Nehmen wir mal an, draußen würde es regnen. Wenn Bundeskanzlerin Angela Merkel daraufhin feststellt, dass es draußen regnet, mag das banal klingen fürs erste. Ginge jetzt aber jemand hin und behauptete, dass draußen die Sonne scheinen würde, so wäre diese Aussage nicht allein deshalb richtig, weil sie im Gegensatz zum dem steht, was Angela Merkel gesagt hat.

Anderes Beispiel. Eine Äusserung wie die, dass das NS-Regime keine Demokratie gewesen sei, aber deshalb nicht alles falsch und Unrecht war, was in der Zeit von 1933-45 in Deutschland passiert ist, würde zurecht einen Sturm der Empörung auslösen.

Die Relativierung oder Verharmlosung von Unrecht, von Diktatur und Mord ist verwerflich. Aussagen wie diese

Er impliziert, dass alles unrecht war, was in diesem Staat geschehen ist.

sind mehr als unpassend. Das Gesine Schwan damit versucht zu begründen, warum sie es ablehnt, die DDR als Unrechtsstaat zu bezeichnen, macht es nicht besser. Eher im Gegenteil.

Eine Bewerberin um das Bundespräsidentschaftsamt verharmlost einen Staat, der sich nur durch Unterdrückung, Spitzelei, Entrechtung und Mord an der Macht halten konnte. Ist das Verhalten von Schwan billiges anbiedern an die Linkspartei auf der Suche nach Stimmen für die Wahl?
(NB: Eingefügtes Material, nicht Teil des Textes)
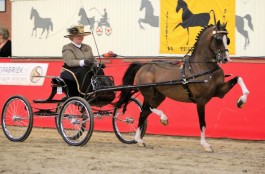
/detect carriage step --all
[33,99,62,103]
[34,109,58,116]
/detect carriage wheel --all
[1,96,33,142]
[112,98,147,144]
[58,97,94,146]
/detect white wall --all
[12,0,265,57]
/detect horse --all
[30,7,53,38]
[236,14,254,49]
[138,0,159,29]
[115,21,249,152]
[78,8,96,31]
[173,0,214,45]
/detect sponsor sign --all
[0,63,48,86]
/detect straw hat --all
[64,25,91,38]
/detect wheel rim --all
[2,97,32,141]
[59,99,94,146]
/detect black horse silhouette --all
[30,7,53,38]
[138,0,159,29]
[78,8,96,30]
[173,0,214,45]
[236,14,254,49]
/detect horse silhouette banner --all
[160,0,235,54]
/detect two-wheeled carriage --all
[1,67,147,146]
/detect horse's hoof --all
[160,120,168,126]
[236,99,244,108]
[203,146,213,153]
[138,143,146,147]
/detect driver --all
[60,25,105,96]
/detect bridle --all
[209,29,230,63]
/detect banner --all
[0,63,48,86]
[160,0,235,54]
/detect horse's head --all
[209,21,231,63]
[176,0,187,13]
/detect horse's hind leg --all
[197,102,213,152]
[237,77,249,108]
[135,88,164,146]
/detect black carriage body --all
[85,75,116,107]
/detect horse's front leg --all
[134,104,151,147]
[197,104,213,152]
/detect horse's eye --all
[215,38,223,45]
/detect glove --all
[84,60,93,66]
[97,62,106,69]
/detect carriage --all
[1,69,147,146]
[1,21,249,151]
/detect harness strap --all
[180,64,220,103]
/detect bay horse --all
[30,7,53,38]
[115,21,249,152]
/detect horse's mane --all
[191,24,214,56]
[191,24,227,56]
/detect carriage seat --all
[33,77,67,103]
[51,77,67,87]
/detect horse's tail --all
[115,62,143,108]
[209,10,216,25]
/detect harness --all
[180,56,220,103]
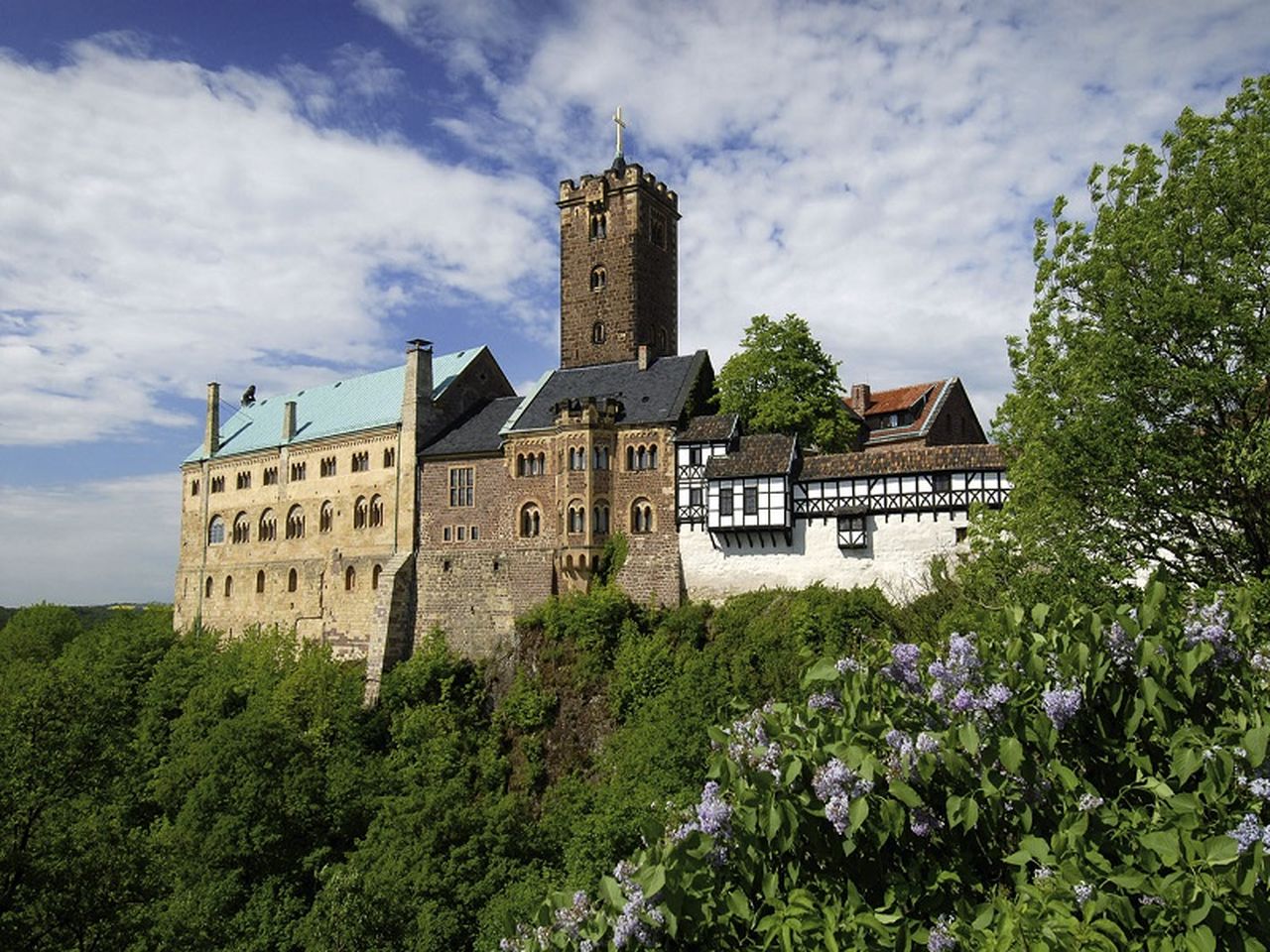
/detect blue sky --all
[0,0,1270,606]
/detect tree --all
[980,76,1270,596]
[716,313,856,453]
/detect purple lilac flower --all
[1225,813,1270,853]
[908,806,944,839]
[1042,685,1084,730]
[807,690,842,711]
[724,702,782,779]
[881,641,922,694]
[1183,597,1239,665]
[812,757,872,834]
[833,657,863,678]
[926,915,956,952]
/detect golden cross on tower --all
[613,105,626,155]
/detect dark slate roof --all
[802,443,1006,482]
[706,432,794,480]
[423,396,523,457]
[675,414,736,443]
[507,350,708,432]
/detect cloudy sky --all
[0,0,1270,606]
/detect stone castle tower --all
[557,151,680,369]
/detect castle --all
[176,141,1010,697]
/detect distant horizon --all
[0,0,1270,606]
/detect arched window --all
[287,505,305,538]
[521,503,543,538]
[631,499,653,536]
[255,509,278,542]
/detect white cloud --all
[0,42,554,444]
[0,473,181,607]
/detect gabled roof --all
[854,377,958,445]
[504,350,708,432]
[675,414,736,443]
[423,396,525,457]
[706,432,794,480]
[802,443,1006,482]
[186,346,485,463]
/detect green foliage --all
[971,76,1270,598]
[715,313,856,453]
[505,583,1270,949]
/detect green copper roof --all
[186,346,484,463]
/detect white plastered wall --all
[680,513,967,602]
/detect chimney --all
[282,400,296,443]
[851,384,869,416]
[203,381,221,456]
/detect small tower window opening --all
[287,505,305,538]
[631,499,653,536]
[521,503,543,538]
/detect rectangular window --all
[449,466,472,505]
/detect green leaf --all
[998,738,1024,774]
[889,780,922,806]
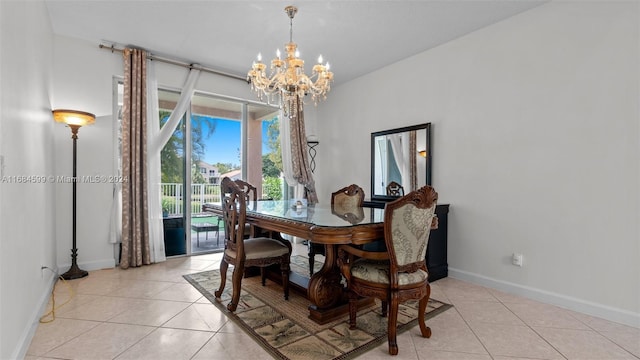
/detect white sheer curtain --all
[147,61,167,263]
[280,109,298,187]
[147,67,200,262]
[280,109,312,199]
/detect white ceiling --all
[45,0,547,84]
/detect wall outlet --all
[511,253,522,266]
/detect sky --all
[204,119,269,165]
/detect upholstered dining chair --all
[215,177,291,311]
[338,186,438,355]
[387,181,404,196]
[308,184,364,276]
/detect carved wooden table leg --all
[307,245,343,309]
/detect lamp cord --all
[39,266,75,324]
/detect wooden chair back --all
[387,181,404,196]
[331,184,364,209]
[384,186,438,282]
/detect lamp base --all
[60,263,89,280]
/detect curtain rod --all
[98,44,247,82]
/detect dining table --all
[202,200,384,324]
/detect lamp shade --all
[53,109,96,126]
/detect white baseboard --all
[11,271,57,359]
[449,267,640,328]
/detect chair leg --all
[349,291,358,330]
[418,284,431,338]
[307,240,316,276]
[215,258,229,299]
[227,262,244,311]
[280,262,291,300]
[387,293,399,355]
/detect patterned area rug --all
[184,256,451,360]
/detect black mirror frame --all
[370,123,432,202]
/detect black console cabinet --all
[364,201,449,281]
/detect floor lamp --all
[53,110,96,280]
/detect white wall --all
[316,2,640,326]
[53,36,254,271]
[0,1,56,359]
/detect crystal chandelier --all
[247,6,333,117]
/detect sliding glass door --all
[114,81,290,256]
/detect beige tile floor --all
[26,245,640,360]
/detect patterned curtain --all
[120,48,151,269]
[407,130,418,191]
[289,100,318,204]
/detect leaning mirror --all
[371,123,431,201]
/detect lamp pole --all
[53,110,96,280]
[62,124,89,280]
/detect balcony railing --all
[160,183,220,215]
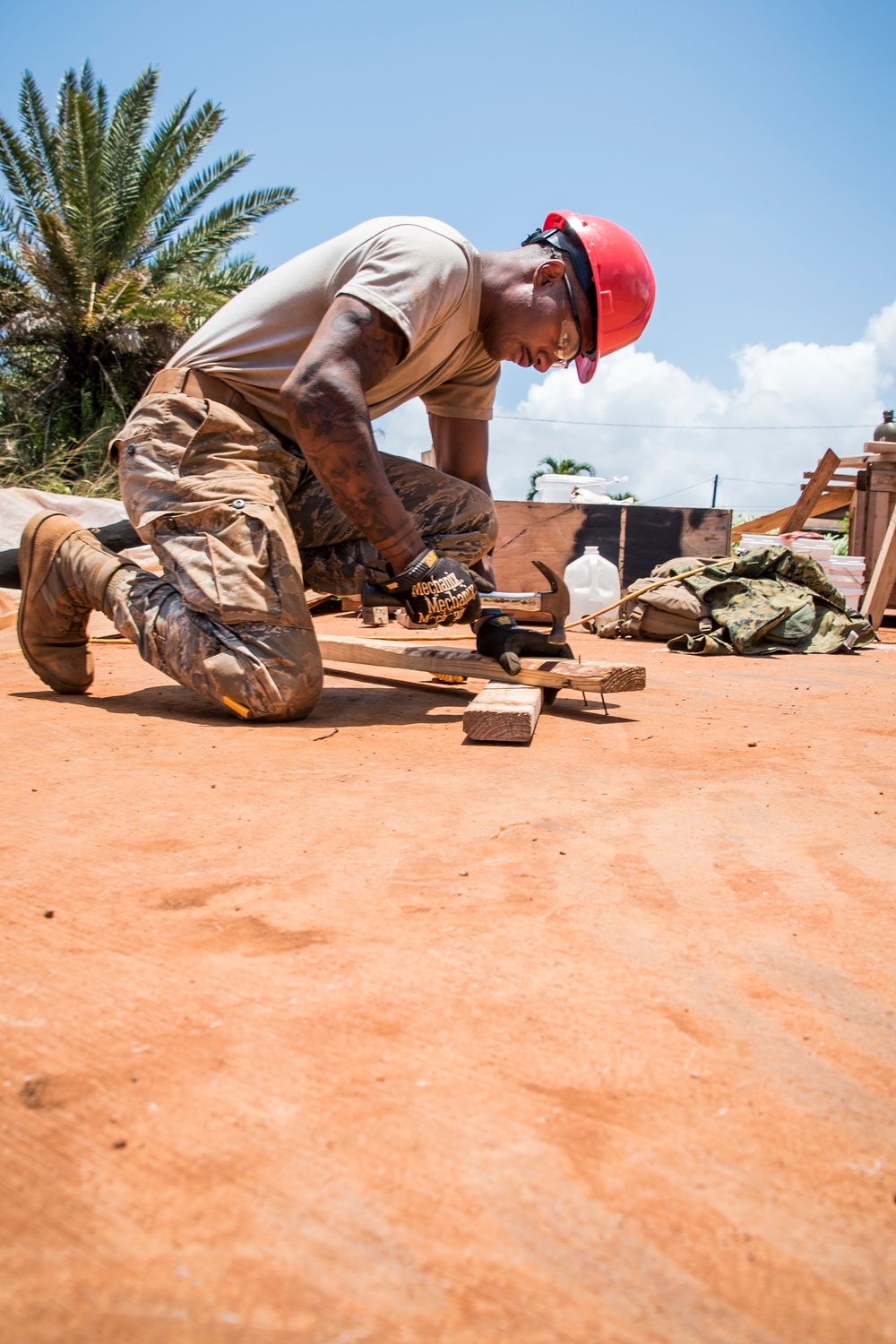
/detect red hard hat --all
[533,210,657,383]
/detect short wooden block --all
[463,682,544,742]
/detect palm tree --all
[527,457,594,500]
[0,62,294,492]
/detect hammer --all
[361,561,570,644]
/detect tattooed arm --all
[280,295,423,573]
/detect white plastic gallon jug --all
[563,546,619,621]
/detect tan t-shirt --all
[169,215,501,435]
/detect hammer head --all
[532,561,570,644]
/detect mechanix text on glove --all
[382,551,487,625]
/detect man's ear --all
[532,257,565,289]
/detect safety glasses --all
[554,271,582,368]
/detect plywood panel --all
[495,500,731,590]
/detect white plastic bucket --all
[535,473,610,504]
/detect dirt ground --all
[0,617,896,1344]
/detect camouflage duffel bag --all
[596,556,716,642]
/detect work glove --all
[382,551,493,625]
[476,607,573,676]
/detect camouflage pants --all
[111,392,497,720]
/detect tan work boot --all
[19,510,124,695]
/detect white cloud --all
[377,303,896,511]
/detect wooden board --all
[732,486,853,537]
[861,496,896,629]
[495,500,731,591]
[463,682,544,742]
[780,449,840,532]
[317,634,648,694]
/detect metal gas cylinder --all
[874,411,896,444]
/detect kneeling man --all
[19,211,654,720]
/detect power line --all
[495,416,868,435]
[638,476,713,504]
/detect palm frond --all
[0,62,294,478]
[19,70,59,210]
[149,187,296,284]
[148,150,253,252]
[0,117,44,228]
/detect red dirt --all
[0,618,896,1344]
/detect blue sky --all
[0,0,896,504]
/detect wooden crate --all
[495,500,731,591]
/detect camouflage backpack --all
[594,556,715,642]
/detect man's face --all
[481,257,592,374]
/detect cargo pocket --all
[151,500,280,625]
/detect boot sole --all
[16,513,92,695]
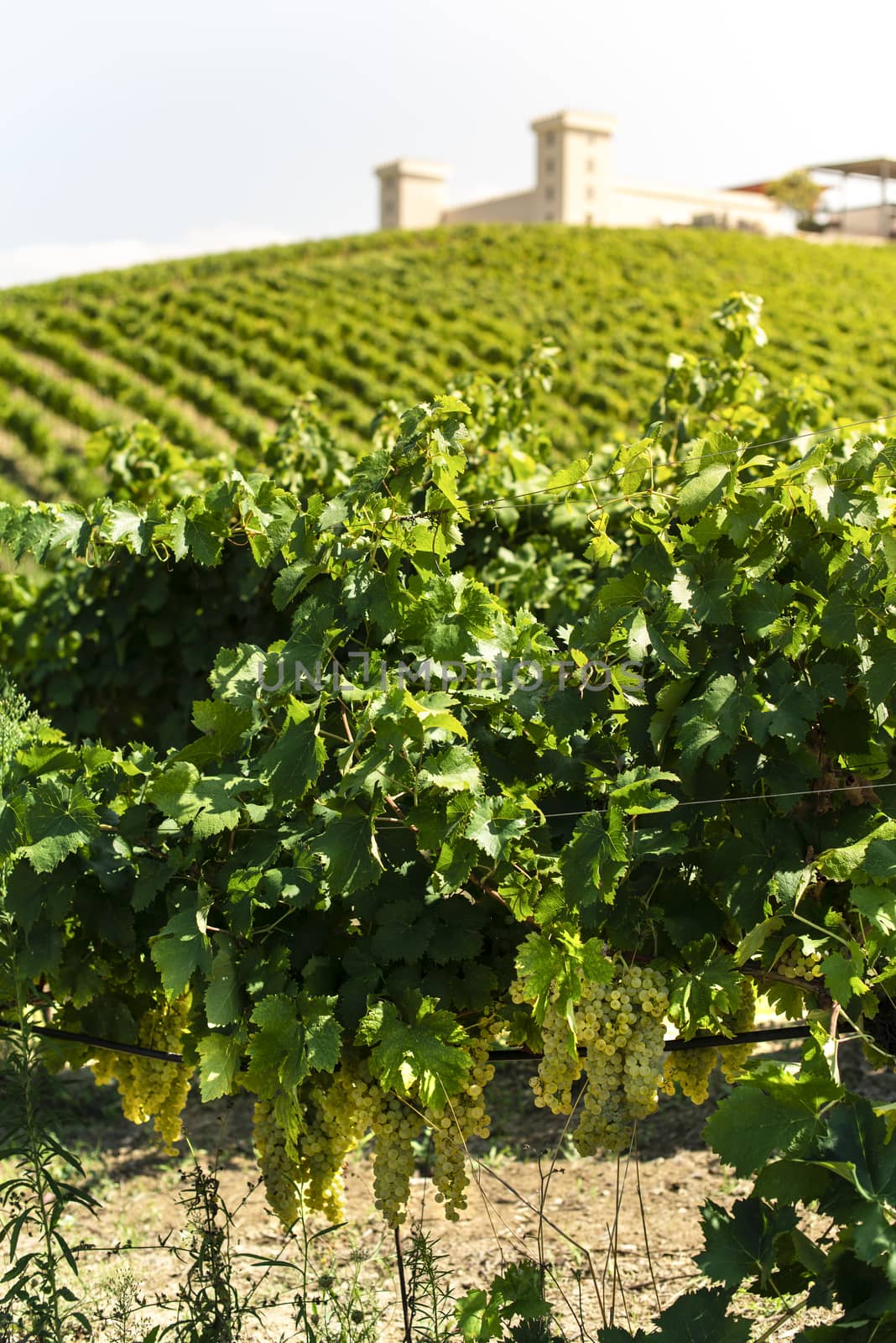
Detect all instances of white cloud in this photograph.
[0,223,296,289]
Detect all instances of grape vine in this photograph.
[0,295,896,1320]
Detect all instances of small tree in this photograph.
[766,168,825,228]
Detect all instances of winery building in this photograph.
[376,112,793,233]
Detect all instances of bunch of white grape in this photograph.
[91,994,193,1155]
[511,956,669,1153]
[573,958,669,1157]
[295,1065,370,1224]
[775,942,825,983]
[426,1022,495,1222]
[370,1084,421,1227]
[253,1097,300,1227]
[663,1048,719,1105]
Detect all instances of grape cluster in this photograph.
[426,1022,495,1222]
[663,1049,719,1105]
[253,1097,300,1227]
[775,942,825,982]
[91,994,193,1157]
[370,1084,421,1226]
[573,958,669,1155]
[295,1063,374,1224]
[511,956,669,1155]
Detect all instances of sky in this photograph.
[0,0,896,286]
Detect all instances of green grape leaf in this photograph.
[195,1032,242,1101]
[258,717,327,807]
[358,999,472,1110]
[206,936,242,1026]
[704,1083,818,1177]
[150,905,212,998]
[22,779,99,873]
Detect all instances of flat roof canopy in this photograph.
[811,159,896,180]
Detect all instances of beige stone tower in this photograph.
[531,112,616,224]
[374,159,448,228]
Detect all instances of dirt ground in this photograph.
[7,1045,896,1343]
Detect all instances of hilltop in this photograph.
[0,226,896,499]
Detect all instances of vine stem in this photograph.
[396,1226,413,1343]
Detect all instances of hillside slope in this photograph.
[0,226,896,499]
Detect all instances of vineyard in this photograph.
[0,228,896,1343]
[0,227,896,501]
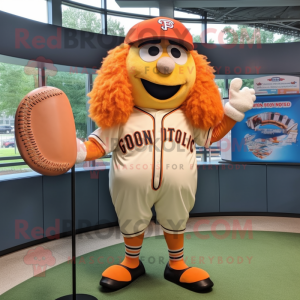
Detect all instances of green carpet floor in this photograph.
[0,231,300,300]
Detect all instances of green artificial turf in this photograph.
[0,231,300,300]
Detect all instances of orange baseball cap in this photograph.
[125,17,194,50]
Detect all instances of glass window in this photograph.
[47,72,87,139]
[107,16,142,36]
[71,0,102,8]
[62,5,102,33]
[0,62,38,175]
[107,0,154,16]
[207,23,299,44]
[0,0,48,23]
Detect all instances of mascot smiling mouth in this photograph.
[141,78,181,100]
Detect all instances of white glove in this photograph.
[75,138,87,164]
[225,78,256,122]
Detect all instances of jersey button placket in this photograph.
[154,112,162,189]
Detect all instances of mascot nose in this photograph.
[156,56,175,75]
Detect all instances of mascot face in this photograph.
[126,39,196,109]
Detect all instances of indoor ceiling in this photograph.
[175,6,300,37]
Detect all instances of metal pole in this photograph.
[71,165,76,300]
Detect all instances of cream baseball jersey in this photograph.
[89,107,212,236]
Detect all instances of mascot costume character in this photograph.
[77,17,255,292]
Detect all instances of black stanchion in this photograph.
[56,165,97,300]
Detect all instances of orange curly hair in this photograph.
[88,44,224,130]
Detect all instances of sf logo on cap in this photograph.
[158,19,174,30]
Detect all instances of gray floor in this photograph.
[0,216,300,295]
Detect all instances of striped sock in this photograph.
[168,248,183,261]
[125,244,142,259]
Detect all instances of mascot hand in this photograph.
[75,139,87,164]
[225,78,256,122]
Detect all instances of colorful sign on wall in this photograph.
[254,75,300,95]
[224,95,300,163]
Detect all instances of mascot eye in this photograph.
[140,44,163,62]
[167,45,187,65]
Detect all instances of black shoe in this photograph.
[164,263,214,293]
[100,261,146,291]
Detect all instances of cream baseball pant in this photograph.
[110,164,197,237]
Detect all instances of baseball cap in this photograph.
[125,17,194,50]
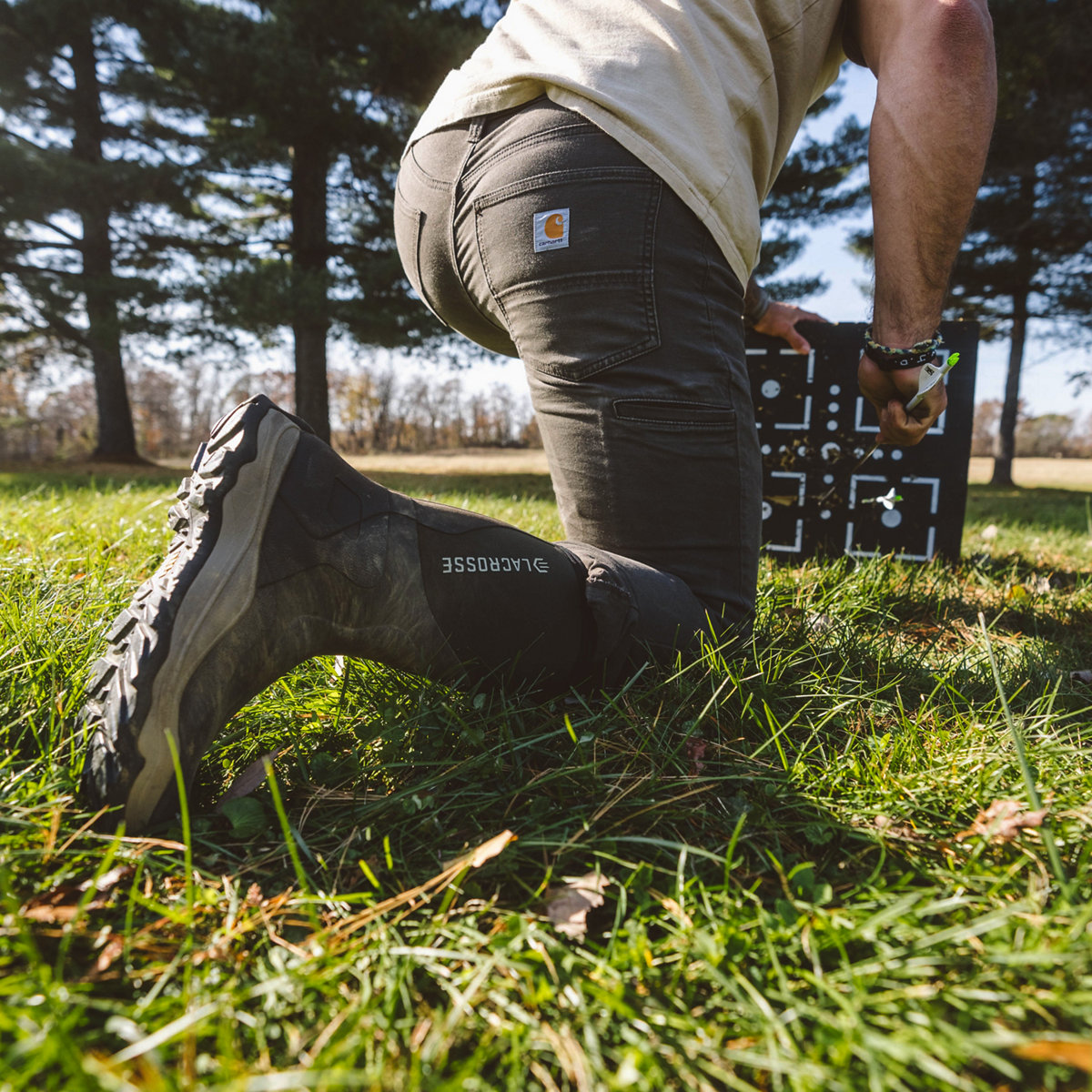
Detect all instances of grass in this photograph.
[0,456,1092,1092]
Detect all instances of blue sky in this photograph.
[785,65,1092,416]
[421,65,1092,419]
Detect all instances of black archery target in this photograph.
[747,322,978,561]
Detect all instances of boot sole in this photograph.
[84,397,301,830]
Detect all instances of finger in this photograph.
[785,327,812,353]
[880,399,935,447]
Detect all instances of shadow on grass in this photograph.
[966,485,1092,539]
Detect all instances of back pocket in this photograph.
[474,167,662,380]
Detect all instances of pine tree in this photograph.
[937,0,1092,486]
[0,0,199,460]
[144,0,484,438]
[755,86,868,300]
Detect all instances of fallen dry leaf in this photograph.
[1012,1038,1092,1074]
[21,864,136,924]
[217,747,291,810]
[686,739,705,777]
[956,801,1046,842]
[328,830,517,943]
[546,873,611,940]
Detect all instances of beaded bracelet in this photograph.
[864,327,945,371]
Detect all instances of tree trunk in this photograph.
[72,18,142,463]
[291,141,329,443]
[989,286,1030,487]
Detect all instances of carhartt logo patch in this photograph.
[535,208,569,255]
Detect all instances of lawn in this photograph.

Was es auch immer ist, es ist vor allem eins: billig und unklug. Meine Kandidatin war Schwan noch nie. Aussagen wie die der vergangenen Tage bestätigen meine Skepsis. Gesine Schwan steht nicht für sozialdemokratische Politik, sondern in erster Linie für sich selber.

Mit der Relativierung des in der DDR geschehenen Unrechts schadet sie sich nicht nur selbst, sondern auch der SPD. Ein Diskurs darüber, ob die DDR eher ein Unrechtsstaat oder eine Diktatur sei ist Haarspaltereiund für die Opfer auch unerheblich.

Auch wenn ich mit Angela Merkel ansonsten nicht sympathisiere, so war ich doch froh darüber, dass sie klare Worte gefunden hat für das, was die DDR tatsächlich war.